On Aug 24, 2007, at 11:05 PM, Josh Aune wrote:
>> Hmm. If you compile Open MPI with no memory manager, then it
>> *shouldn't* be Open MPI's fault (unless there's a leak in the mvapi
>> BTL...?). Verify that you did not actually compile Open MPI with a
>> memory manager by running "ompi_info| grep ptmalloc2" -- it should
>> come up empty.
> I am sure. I have multiple builds that I switch between. One of the
> apps doesn't work unless I --without-memory-manager (see post to
> -users about realloc(), with sample code).

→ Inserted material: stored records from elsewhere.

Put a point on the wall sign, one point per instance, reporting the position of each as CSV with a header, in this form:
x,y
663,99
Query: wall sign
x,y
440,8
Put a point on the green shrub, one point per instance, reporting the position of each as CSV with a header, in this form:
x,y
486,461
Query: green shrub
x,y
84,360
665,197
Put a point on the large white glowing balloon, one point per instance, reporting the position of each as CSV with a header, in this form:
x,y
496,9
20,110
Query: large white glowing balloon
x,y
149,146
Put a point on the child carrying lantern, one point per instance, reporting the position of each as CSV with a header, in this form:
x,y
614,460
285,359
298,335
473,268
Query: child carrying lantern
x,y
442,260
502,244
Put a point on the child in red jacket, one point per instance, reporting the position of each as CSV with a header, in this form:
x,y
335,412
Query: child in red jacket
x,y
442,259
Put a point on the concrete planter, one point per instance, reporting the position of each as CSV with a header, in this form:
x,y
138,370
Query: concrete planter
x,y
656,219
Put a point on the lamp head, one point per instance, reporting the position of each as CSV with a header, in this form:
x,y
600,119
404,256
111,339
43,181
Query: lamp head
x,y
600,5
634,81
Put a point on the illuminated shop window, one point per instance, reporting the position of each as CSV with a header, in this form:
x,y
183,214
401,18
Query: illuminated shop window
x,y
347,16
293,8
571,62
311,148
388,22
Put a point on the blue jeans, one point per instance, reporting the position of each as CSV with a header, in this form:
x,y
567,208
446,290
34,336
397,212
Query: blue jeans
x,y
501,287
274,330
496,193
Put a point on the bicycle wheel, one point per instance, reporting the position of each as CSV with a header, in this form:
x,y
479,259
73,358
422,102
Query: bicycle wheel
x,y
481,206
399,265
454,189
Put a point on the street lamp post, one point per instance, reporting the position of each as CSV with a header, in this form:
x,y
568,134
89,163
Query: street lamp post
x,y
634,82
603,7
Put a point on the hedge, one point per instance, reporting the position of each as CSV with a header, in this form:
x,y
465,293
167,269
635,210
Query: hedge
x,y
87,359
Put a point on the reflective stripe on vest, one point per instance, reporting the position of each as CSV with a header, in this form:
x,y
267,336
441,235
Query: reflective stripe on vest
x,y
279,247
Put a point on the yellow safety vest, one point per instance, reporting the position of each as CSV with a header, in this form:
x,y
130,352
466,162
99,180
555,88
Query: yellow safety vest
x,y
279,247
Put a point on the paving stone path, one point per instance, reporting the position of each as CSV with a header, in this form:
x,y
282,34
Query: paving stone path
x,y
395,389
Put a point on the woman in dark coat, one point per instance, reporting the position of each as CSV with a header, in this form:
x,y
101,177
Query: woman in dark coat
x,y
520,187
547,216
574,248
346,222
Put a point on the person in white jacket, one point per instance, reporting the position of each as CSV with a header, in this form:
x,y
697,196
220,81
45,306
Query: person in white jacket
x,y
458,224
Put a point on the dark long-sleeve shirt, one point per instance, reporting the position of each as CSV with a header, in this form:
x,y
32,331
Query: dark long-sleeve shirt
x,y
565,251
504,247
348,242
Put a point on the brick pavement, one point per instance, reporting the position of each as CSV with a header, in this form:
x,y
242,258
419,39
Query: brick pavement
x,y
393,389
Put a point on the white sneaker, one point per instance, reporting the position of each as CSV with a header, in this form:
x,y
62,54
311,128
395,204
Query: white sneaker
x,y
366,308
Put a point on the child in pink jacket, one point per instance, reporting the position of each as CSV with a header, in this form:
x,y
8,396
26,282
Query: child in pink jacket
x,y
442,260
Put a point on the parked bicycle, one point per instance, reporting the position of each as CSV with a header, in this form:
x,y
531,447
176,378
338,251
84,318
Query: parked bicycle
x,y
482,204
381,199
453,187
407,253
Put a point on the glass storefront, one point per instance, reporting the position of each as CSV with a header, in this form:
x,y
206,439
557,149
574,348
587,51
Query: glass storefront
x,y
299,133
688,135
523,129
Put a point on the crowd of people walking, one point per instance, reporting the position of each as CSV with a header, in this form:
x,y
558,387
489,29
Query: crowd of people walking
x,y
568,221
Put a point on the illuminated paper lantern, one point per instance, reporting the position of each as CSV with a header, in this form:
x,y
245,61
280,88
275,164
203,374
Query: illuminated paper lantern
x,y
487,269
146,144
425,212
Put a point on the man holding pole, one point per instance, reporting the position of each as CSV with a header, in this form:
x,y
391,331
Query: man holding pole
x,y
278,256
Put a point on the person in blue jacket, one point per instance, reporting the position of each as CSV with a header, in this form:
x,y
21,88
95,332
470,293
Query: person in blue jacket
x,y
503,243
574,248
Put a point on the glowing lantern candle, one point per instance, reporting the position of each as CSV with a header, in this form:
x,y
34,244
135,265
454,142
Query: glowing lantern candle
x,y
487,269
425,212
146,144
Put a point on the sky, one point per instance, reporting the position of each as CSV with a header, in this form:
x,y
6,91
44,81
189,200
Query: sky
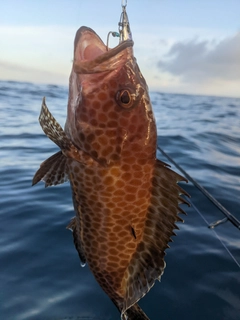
x,y
182,46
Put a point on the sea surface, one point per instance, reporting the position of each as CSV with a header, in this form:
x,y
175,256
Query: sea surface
x,y
40,273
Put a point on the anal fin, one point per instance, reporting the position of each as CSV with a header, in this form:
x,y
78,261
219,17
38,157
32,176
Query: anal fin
x,y
147,263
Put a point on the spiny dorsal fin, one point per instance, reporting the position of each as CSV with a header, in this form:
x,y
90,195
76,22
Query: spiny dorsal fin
x,y
53,170
147,263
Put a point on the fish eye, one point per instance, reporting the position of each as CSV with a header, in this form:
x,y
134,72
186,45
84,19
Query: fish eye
x,y
124,98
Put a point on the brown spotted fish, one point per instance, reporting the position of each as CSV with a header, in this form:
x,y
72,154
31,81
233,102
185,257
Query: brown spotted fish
x,y
126,201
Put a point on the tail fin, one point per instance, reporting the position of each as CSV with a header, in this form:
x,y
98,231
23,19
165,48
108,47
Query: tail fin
x,y
135,313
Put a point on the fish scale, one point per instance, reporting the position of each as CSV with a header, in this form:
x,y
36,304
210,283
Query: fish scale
x,y
126,201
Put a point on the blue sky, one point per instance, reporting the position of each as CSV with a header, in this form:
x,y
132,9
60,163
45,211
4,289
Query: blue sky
x,y
181,46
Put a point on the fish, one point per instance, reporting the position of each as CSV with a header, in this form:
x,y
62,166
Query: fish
x,y
126,201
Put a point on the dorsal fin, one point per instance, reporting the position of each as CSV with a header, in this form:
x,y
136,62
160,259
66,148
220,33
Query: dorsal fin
x,y
53,170
147,263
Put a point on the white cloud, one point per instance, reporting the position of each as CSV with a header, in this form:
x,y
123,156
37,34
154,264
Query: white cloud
x,y
203,61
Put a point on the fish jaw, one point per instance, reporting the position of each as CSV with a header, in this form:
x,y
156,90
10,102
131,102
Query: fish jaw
x,y
109,108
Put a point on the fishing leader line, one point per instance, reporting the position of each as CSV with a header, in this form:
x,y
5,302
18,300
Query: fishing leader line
x,y
229,216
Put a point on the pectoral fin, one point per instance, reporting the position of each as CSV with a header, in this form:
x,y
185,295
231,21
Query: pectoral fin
x,y
53,170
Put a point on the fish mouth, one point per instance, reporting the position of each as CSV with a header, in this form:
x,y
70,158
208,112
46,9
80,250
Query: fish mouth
x,y
91,55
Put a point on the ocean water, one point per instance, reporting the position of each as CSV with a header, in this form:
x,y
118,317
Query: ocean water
x,y
40,273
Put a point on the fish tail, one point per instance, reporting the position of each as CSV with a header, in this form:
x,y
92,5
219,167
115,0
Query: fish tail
x,y
134,313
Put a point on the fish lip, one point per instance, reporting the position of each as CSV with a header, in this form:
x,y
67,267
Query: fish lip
x,y
86,37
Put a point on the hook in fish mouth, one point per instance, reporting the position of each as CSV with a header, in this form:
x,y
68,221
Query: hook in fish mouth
x,y
91,55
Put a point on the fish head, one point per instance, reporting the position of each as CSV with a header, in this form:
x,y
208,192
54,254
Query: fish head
x,y
109,109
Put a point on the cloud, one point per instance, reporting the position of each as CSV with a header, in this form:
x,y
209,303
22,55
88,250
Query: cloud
x,y
198,61
14,71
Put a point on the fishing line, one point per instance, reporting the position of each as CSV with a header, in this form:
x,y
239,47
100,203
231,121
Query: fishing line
x,y
229,252
210,197
228,215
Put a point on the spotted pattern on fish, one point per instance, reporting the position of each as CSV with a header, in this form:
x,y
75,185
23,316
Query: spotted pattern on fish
x,y
126,201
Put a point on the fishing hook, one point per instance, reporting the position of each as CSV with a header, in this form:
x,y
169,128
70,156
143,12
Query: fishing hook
x,y
124,3
124,25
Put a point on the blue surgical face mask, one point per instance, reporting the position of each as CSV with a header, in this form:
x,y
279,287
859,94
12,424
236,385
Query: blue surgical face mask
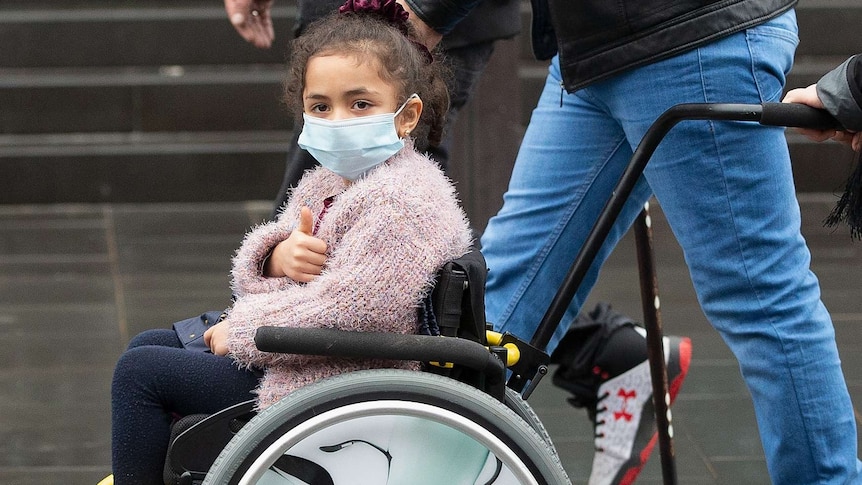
x,y
353,146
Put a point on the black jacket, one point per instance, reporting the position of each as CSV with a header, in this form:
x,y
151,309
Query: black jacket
x,y
840,90
599,38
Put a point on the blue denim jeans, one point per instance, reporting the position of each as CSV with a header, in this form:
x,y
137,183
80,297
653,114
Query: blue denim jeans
x,y
727,191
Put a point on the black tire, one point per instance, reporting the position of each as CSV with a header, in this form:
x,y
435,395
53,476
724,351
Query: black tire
x,y
522,454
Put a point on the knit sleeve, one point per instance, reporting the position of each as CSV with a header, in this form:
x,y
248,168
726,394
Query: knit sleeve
x,y
383,266
248,262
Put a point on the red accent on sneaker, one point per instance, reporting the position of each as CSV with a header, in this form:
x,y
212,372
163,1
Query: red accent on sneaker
x,y
673,389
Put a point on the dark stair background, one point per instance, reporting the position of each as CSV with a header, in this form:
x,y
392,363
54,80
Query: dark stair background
x,y
161,101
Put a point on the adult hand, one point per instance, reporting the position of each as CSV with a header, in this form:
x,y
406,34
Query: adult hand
x,y
424,34
253,20
301,256
215,338
809,96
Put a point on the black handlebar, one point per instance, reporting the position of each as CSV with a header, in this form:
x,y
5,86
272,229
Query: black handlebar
x,y
772,114
798,115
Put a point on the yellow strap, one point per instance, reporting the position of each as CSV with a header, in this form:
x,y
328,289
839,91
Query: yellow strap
x,y
109,480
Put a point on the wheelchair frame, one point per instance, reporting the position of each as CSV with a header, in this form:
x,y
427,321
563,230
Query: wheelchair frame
x,y
481,364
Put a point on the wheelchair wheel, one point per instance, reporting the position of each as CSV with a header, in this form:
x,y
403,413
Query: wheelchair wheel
x,y
389,427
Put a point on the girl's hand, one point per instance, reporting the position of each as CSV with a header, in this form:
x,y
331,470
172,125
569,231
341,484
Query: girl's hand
x,y
809,96
301,256
215,338
252,20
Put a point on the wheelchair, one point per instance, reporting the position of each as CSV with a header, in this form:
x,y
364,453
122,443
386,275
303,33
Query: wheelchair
x,y
461,421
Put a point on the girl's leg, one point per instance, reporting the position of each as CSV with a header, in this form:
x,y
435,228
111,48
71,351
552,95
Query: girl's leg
x,y
727,190
154,382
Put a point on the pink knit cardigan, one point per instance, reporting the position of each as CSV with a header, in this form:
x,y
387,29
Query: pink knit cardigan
x,y
387,234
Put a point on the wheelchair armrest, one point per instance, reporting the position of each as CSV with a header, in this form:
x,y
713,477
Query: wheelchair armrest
x,y
331,342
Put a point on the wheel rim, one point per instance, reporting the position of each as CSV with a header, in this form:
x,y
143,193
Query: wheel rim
x,y
330,421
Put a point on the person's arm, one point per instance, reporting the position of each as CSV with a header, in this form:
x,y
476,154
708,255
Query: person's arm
x,y
840,93
381,268
252,19
432,19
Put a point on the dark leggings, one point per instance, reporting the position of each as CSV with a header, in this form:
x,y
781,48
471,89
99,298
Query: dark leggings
x,y
155,380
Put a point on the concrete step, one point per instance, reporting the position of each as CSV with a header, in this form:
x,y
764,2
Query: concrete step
x,y
142,99
170,167
119,34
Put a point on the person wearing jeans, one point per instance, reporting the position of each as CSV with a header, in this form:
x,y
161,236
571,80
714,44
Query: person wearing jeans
x,y
726,189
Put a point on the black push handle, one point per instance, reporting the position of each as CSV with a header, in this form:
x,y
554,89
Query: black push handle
x,y
330,342
772,114
798,116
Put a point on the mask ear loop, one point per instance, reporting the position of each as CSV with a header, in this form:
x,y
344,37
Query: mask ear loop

> I noticed that there are a few ./configure --debug type switches, even
> some dealing with memory. Could those be useful for gathering further
> data? What features do those provide and how do I use them?
If you use --enable-mem-debug, they force all internal calls to malloc
(), free(), and calloc() to go through our own internal functions,
but those mainly just check that we don't pass bad parameters such as
NULL, etc. I suppose you could put in some memory profiling or
something, but that would probably get pretty sticky. :-(
>> The fact that you can run this under TCP without memory leaking would
>> seem to indicate that it's not the app that's leaking memory, but
>> rather either the MPI or the network stack.
> I should clarify here, this is effectively true. The app crashes from
> a segfault after running over tcp for several hours, but it gets much
> farther into the run than the vapi btl does.
Yuck. :-( I assume there's no easy way to track this down -- do you
get a corefile? Can you see where the app died -- are there any
obvious indexes going out of range of array bounds, etc.? Is it in
MPI or in the application?